Yeah, I’ll make the fucking meeting on time, but I’ll be dragging retardo along. Just as long as … hey, don’t interrupt me, goddamn it … just as long as Sal knows that this fuck is their fucking responsibility. Got it?… No, wait, I said fucking got it? Okay. Okay. I’ll see you in an hour to two then. Yeah.

Vanni Fucci slammed the receiver down and walked to the edge of the highway, kicking gravel into the grass and clenching his fists. His white coat was getting dusty now. Fucci spun around and glared at Bremen through the windshield, the sunlight gleaming on the black silk of his shirt and the oil in his black hair.

Do him now. Now. No fucking traffic. No fucking houses. Just whack him here and get on with it.

Bremen glanced at the ignition, knowing without looking that Fucci had taken the keys. He could roll out the door and take off across the fields, weaving, hoping that he could outdistance Fucci and the range of the short-barreled .38 … hoping that another car would come along, that Fucci would give up the chase. Fucci was a smoker and Bremen wasn’t. Bremen set his hand on the car door and took a breath.

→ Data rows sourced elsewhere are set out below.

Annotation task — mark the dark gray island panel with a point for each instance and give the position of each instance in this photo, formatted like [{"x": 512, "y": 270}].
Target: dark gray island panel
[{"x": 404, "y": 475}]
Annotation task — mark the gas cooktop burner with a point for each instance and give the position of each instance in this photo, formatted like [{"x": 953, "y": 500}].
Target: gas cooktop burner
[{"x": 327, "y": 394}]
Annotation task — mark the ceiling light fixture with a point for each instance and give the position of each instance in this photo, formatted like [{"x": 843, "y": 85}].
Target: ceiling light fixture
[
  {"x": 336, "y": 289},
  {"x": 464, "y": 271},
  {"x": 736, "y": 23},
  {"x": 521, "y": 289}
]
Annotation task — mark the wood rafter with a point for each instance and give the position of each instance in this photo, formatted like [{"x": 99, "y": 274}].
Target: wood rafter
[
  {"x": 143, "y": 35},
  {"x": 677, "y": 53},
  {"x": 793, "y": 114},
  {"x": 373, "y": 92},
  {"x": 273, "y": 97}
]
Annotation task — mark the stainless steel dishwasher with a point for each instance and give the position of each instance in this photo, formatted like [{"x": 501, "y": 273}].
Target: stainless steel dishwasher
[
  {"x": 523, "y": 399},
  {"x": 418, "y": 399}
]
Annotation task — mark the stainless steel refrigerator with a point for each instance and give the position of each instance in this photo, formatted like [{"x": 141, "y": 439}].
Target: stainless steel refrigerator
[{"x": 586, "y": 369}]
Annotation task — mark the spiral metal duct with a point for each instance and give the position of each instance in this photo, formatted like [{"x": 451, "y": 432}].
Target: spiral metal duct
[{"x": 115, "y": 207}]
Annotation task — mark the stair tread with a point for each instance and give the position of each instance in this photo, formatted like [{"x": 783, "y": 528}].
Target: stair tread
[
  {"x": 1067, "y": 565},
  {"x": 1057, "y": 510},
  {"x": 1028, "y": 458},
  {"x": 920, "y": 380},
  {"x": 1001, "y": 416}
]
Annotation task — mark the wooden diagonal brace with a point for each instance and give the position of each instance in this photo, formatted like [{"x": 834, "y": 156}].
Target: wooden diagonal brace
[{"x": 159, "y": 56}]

Fuck it, fuck it, fuck it. Vanni Fucci had decided. He came around the driver’s side, got in, set his hand on the grip of his pistol in his waistband, and glared at Bremen. “You do anything cute, say anything to anybody where we’re goin’, and I swear I’ll whack you in front of a crowd. Got it?”

Bremen only stared. His hand left the door handle.

Vanni Fucci started the Cadillac and screeched out onto the road. A truck passed with a blare of air horns. Fucci gave the driver the fig with his left hand.

They drove north another ten miles on Highway 27 and then accelerated up a ramp onto Interstate 4, heading northeast now.

Bremen caught a glimpse of their destination in the churn of Vanni Fucci’s thoughts, and he smiled despite himself.